The main premise of Mogusa-san Fights Against Appetite is that Mogusa, whose appetite is virtually endless, is trying to transition into a more normal eating schedule. Where once she could be found snacking throughout the entire day, now she wants to limit herself to “only” three meals—albeit, every individual meal is itself more like three meals to the average person. Part of the comedy of this series is that, inevitably, Mogusa succumbs to her hunger pangs and has a rapturous encounter with whatever food’s in front of her. In the final volume of Mogusa-san Fights Against Appetite, however, this begins to increasingly weigh on her mind.
Seeing everyone, including her boyfriend Koguchi Torao, working hard to achieve their dreams and win their personal battles makes Mogusa very self-conscious about the fact that her own challenge—eating somewhat like a “normal” person—seems so frivolous compared to others’. But a trip back home and some advice from her mom helps Mogusa to see differently. She has matured, and in fact her gluttony has been of great benefit to her. She’s made great friends, met a wonderful boy who’s grown into a splendid man, and given her a wealth of experiences. Mogusa ultimately decides to embrace her food lust and aim to become a gourmet writer, sharing her passion for cuisines great and small with the world.
This conclusion resonates with me greatly, and not merely because I love to eat everything as well. When it comes to food shaming and body shaming, we live in a culture where outward physical appearance and behavior are often prioritized over one’s psychological well-being. The guilt Mogusa feels over eating is not uncommon, even if it’s exaggerated in her instance. Every so often, I see someone mention that a guy or a girl are disgustingly fat and that they need to get in shape, not taking into account the inner emotions of the person they’re speaking about. Some people are better off exercising and experiencing dramatic weight gain/loss because it can lead them to greater personal satisfaction and overall happiness. For others, however, the constant pressure to match a certain beauty standard means that being more physically fit can lead to mental turmoil. There’s no universal solution, even if at least some exercise is undoubtedly beneficial in e end.
This lesson isn’t limited to food. For as long as I’ve been a part of online communities, I’ve seen people twist themselves trying to hide what they deemed to be shameful hobbies or activities. They get so desperate in their desire to not be judged by their peers that it eats them up inside (Mogusa-san pun not intended), and I’ve tried to live my own life in defiance of that. Even if there might be problems that arise from one’s own interests, it shouldn’t be repressed to the point that it crushes people from within.
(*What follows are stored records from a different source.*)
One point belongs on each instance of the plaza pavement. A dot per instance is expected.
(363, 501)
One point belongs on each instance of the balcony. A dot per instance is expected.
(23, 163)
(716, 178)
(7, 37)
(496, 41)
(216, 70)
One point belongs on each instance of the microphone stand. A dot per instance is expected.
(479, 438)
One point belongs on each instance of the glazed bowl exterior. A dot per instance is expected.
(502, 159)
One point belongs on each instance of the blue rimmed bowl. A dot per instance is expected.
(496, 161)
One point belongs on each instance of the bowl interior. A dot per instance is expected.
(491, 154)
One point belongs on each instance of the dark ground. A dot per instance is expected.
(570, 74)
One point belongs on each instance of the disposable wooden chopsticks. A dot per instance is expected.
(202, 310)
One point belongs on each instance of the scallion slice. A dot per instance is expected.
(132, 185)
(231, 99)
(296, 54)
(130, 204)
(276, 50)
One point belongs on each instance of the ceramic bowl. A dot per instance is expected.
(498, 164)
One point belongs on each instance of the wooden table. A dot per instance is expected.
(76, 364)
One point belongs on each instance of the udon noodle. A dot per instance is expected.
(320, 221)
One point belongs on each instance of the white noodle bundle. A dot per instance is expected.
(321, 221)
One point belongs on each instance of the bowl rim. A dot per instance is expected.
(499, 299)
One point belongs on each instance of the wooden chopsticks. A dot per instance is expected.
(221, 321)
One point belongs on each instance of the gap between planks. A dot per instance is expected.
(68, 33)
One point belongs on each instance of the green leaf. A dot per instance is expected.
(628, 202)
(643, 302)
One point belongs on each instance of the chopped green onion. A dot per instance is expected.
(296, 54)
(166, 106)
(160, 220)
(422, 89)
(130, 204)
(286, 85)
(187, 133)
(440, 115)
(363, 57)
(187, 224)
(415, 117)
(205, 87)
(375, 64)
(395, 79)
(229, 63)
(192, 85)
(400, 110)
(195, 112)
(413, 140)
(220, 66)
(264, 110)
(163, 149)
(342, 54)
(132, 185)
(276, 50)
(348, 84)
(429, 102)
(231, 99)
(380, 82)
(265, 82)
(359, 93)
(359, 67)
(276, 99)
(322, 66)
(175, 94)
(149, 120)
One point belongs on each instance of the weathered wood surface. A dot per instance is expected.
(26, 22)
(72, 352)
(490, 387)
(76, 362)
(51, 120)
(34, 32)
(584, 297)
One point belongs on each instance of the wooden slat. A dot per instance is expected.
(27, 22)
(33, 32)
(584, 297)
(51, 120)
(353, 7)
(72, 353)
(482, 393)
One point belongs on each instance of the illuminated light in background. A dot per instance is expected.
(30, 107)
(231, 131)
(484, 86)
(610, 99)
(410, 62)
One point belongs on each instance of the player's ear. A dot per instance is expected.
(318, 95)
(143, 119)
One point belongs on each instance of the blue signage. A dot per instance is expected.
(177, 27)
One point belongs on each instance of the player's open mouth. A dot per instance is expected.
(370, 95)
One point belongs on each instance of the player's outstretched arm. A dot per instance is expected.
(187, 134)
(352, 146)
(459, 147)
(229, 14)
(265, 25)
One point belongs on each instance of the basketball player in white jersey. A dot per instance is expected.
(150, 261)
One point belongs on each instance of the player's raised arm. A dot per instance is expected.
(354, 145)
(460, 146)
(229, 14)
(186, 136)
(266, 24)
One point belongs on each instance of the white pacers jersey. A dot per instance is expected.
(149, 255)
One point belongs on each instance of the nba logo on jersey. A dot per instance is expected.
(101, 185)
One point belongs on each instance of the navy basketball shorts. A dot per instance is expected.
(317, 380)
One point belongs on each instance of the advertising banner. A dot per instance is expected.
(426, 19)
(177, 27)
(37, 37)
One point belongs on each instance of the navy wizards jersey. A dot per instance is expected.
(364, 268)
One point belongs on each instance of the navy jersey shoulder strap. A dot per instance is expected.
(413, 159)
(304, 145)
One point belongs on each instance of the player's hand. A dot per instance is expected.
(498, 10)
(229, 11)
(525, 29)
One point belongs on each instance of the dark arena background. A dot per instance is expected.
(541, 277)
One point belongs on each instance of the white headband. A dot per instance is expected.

While Mogusa has an impossibly petite body given how much she eats, and she’s perpetually “anime-girl cute,” even she has to fight an image in her mind that she fails to live up to. In her case, it’s the yamato nadeshiko-style ideal Japanese woman archetype. She constantly imagines Koguchi, who’s living in the old Japanese capital of Kyoto, breaking up with Mogusa because she’s not traditionally beautiful enough. This also ties into how one of Mogusa’s greatest shames is the thunderous roar of her belly when she’s hungry. In Japan, many women find a growling stomach to be embarrassing, and Mogusa’s is capable of waking up sleeping animals. To see her overcome all that and be in a happier place fills me with joy.